After graduating in 2009, the two founded their studio, which they named Formafantasma, meaning “ghost shape” – a reference to their approach of going beyond formal design. Since then, they have also taught at the Design Academy Eindhoven and run the GEO Design master’s programme, which was launched by Italian director and curator Joseph Grima in 2020. Trimarchi and Farresin want to convey one thing above all through their teaching: That students develop an ethical attitude. For the younger generation, Formafantasma is much more of a role model than the many star designers who introduce yet another new chair every year.

Two Designers, one Idea

They worked from Amsterdam for around ten years before returning to their home country of Italy, the heart of the design industry, in 2021. In Milan, they moved into a workshop in a semi-industrial neighbourhood in the north-east of the city, where their greyhound “Terra” is always to be found alongside their team of ten. The two have never managed a project individually, they always work together: “Our work would not be possible without each other. We are one.” Only the clothes are not shared by Trimarchi and Farresin, who are also a couple in their private lives, the two remark laconically.

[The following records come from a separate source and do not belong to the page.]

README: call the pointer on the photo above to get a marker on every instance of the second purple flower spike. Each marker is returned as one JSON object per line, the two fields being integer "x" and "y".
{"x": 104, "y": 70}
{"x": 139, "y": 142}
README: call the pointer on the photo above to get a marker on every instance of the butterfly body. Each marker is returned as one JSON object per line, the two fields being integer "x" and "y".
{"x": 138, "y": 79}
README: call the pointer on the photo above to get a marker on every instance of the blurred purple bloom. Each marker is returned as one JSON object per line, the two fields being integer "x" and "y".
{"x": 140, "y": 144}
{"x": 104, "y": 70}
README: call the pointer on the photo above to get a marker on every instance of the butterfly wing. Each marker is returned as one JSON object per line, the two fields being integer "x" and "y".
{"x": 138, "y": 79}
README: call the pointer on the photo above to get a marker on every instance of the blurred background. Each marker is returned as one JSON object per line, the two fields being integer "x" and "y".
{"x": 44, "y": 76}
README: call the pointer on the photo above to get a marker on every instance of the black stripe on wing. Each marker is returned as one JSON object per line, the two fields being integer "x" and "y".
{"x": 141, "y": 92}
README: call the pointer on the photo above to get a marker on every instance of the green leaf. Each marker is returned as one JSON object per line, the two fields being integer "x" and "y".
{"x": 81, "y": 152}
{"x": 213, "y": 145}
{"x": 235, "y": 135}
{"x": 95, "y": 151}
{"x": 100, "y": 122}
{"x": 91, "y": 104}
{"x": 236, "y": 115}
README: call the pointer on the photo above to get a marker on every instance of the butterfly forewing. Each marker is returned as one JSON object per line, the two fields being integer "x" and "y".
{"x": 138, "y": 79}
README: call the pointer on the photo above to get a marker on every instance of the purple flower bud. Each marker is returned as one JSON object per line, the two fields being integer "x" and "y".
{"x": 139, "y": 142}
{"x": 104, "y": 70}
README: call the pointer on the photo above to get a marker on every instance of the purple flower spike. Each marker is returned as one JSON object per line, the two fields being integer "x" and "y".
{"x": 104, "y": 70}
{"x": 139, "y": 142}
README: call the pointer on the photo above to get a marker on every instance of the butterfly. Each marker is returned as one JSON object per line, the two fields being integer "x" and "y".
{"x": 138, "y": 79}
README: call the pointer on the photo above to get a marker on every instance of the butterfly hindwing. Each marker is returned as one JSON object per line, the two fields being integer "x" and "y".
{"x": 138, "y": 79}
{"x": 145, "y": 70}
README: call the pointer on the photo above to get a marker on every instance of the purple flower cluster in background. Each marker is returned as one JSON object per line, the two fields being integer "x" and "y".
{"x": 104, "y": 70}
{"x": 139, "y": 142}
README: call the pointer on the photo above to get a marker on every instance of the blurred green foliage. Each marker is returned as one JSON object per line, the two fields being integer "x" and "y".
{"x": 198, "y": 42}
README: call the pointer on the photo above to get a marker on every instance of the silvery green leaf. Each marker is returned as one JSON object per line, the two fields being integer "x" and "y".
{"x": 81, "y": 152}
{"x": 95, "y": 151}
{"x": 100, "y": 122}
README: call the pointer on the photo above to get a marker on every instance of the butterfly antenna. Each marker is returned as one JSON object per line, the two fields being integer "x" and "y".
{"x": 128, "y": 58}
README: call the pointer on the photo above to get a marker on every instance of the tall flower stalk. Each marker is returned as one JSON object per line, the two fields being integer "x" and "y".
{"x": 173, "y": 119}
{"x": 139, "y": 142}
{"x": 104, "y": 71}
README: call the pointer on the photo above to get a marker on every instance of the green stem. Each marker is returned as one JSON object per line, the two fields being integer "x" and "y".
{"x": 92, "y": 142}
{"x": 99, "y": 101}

Since their return, Formafantasma has become even more the centre of attention: the duo collaborates with many Italian institutions and companies of distinction, wins prizes and is more sought-after than ever. For “Milan Design Week 2024”, they are curating the discussion format “Prada Frames” for the second time, this time on the topic of “Being Home”, to which they have invited friends and allies in spirit. These include Paola Antonelli, the curator of design and architecture at MoMA in New York, the architectural theorist Beatriz Colomina, the design critic Alice Rawsthorn and the Berlin-based architect Sam Chermayeff. In addition to the theoretical debate, there is never a shortage of concrete design: Among other things, as the new “Heads of Creative Direction” at Venetian fabric manufacturer Rubelli, they have revised the company’s collections and drawn up new guidelines for the design team.

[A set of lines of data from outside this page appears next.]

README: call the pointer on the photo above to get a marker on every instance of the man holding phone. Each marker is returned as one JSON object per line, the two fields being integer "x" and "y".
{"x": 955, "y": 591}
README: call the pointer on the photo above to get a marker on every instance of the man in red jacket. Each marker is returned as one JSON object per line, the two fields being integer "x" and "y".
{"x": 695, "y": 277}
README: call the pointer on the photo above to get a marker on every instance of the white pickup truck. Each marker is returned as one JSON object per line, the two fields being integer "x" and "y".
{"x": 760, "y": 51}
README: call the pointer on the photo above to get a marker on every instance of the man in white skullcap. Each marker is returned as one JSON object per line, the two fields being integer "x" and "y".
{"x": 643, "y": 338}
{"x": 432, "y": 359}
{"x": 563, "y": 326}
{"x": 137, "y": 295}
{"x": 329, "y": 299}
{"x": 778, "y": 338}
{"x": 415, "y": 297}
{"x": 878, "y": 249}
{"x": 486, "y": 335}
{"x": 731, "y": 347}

Formafantasma has achieved what many designers long for today through its theoretical approach, combined with practice and wrapped in an appealing form: Not only to design products well, but to be involved in the process at an early stage in order to help determine strategy and content. And, last but not least, to be recognised and appreciated outside the small, refined design bubble. Who knows, perhaps Andrea Trimarchi and Simone Farresin will one day be seen in retrospect as pioneers of a new era in which design proves to be an effective tool for change and stands for man’s responsibility towards the earth, the cosmos and living beings.

Formafantasma organises discourse formats for Prada – like here on the topic of “Material in Flux” during Milan Dersign Week 2023. image © Formafantasma | Jacopo M. Raule, Lorenzo Palizzolo, Pietro S. D’Aprano

Creator of The Year 2024

Formafantasma was honoured with the special “Creator of the Year” award at this year’s ICONIC AWARD: Interior Products.